Author: Barclay Ballard
10 Apr 2018
It is often said that business and politics don’t mix, but it’s certainly not for want of trying. Many high-flying corporate executives are not shy when it comes to airing their political views and some are more than willing to put their money where their mouth is.
In certain instances, the ties between business and politics are particularly close – and more than a little murky. European CEO takes a look at five business leaders with notable government connections:
Lőrinc Mészáros’ success has been nothing short of stratospheric. Although his gas-fitting company nearly went bankrupt in 2007, his wealth has subsequently grown faster that Mark Zuckerberg’s in the years since Hungarian Prime Minister Viktor Orbán returned to power in 2010. His construction company, Mészáros and Mészáros, generates most of its revenue from state projects.
If Orbán is amassing his own personal oligarchy, then he need only look to Vladimir Putin’s Russia for further inspiration. Among the number of wealthy businessmen known to be close associates of Putin, Oleg Deripaska is one of the most notable, with a net worth of around $3.7bn (€3bn).
Mészáros’ wealth has grown faster that Mark Zuckerberg’s in the years since Hungarian Prime Minister Viktor Orbán returned to power in 2010
The aluminium tycoon was also recently targeted by US sanctions designed to punish Russia’s alleged interference in the 2016 presidential election.
Fredrik Lofthagen, CEO of global consultancy firm Interel, has more than 20 years’ experience advising clients in relation to the European Union decision-making process. With his long-standing connections, it is hardly surprising that his company features among the largest EU lobby firms.
Back in February, the Slovak journalist Ján Kuciak was found murdered alongside his fiancée in their home to the west of the country’s capital, Bratislava.
Kuciak had been investigating connections between the Italian mafia, a businessman named Antonino Vadala and the Slovakian Government. The fallout from the murders has seen Vadala arrested and Slovakian Prime Minister Robert Fico resign.

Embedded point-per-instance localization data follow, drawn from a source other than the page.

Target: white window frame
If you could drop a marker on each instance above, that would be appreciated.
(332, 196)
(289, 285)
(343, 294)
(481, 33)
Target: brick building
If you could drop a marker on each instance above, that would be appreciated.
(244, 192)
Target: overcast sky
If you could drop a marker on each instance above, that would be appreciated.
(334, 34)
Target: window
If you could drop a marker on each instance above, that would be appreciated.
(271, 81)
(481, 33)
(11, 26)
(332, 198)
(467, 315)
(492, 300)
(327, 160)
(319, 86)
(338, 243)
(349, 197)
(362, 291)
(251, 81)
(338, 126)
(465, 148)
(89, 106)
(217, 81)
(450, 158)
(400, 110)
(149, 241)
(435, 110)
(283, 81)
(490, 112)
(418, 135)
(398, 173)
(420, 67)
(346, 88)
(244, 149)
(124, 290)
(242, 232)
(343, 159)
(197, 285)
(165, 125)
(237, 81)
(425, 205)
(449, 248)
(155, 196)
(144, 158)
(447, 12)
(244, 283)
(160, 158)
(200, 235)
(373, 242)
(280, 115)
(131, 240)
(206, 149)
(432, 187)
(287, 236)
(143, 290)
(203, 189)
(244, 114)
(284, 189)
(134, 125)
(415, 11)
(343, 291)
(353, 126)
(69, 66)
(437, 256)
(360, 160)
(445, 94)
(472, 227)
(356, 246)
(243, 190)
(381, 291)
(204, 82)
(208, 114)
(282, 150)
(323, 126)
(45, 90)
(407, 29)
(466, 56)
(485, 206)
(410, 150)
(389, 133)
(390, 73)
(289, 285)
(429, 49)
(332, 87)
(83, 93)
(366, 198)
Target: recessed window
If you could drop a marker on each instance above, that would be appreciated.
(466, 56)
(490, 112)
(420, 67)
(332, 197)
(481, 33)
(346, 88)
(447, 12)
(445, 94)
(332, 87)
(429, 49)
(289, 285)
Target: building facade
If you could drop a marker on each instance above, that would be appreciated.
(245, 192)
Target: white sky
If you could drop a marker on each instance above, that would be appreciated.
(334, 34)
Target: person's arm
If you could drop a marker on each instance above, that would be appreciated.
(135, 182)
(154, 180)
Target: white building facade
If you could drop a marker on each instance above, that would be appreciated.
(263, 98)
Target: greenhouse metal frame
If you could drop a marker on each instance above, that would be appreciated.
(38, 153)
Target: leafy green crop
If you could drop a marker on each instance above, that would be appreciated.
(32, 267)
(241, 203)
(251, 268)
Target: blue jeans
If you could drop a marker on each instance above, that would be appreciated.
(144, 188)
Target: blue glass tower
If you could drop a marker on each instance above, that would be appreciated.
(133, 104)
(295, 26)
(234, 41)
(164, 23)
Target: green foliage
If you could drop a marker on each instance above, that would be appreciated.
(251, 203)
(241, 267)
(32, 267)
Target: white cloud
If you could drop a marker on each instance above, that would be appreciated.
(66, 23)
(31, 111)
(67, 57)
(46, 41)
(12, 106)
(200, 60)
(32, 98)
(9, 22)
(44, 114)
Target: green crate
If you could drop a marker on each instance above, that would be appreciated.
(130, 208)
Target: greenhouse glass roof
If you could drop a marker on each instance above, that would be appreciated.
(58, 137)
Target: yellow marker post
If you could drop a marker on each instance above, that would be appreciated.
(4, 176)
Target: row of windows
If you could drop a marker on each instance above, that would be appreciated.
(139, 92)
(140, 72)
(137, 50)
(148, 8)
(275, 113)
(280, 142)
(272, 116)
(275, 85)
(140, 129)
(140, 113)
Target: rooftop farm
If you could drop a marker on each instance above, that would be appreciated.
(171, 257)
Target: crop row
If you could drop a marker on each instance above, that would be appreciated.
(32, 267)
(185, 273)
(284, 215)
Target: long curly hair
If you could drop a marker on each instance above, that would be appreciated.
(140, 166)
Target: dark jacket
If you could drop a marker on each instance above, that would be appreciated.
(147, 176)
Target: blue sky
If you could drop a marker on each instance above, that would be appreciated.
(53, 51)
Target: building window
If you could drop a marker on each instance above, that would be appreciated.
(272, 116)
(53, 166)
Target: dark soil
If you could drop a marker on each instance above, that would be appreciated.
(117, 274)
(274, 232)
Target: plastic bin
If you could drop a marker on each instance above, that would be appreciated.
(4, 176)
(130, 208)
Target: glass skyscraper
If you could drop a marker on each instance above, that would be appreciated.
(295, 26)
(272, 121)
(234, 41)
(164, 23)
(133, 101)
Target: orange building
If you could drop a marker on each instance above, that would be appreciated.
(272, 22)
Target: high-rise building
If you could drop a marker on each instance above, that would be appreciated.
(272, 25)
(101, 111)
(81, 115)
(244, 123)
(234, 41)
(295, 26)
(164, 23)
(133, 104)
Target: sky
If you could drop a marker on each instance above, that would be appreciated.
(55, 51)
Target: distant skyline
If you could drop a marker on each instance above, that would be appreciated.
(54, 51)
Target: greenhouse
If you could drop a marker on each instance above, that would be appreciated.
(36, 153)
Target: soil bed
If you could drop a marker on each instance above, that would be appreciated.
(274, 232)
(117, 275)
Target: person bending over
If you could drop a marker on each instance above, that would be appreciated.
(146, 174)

Ukrainian President Petro Poroshenko has tapped into Boris Lozhkin’s entrepreneurial acumen for a number of years now, previously deploying him as his chief of staff and then chief economic adviser.
However, their relationship took a sour turn in February after Poroshenko was forced to sack Lozhkin following reports that the latter had received dirty money from the sale of his media firm, United Media Holdings, in 2013.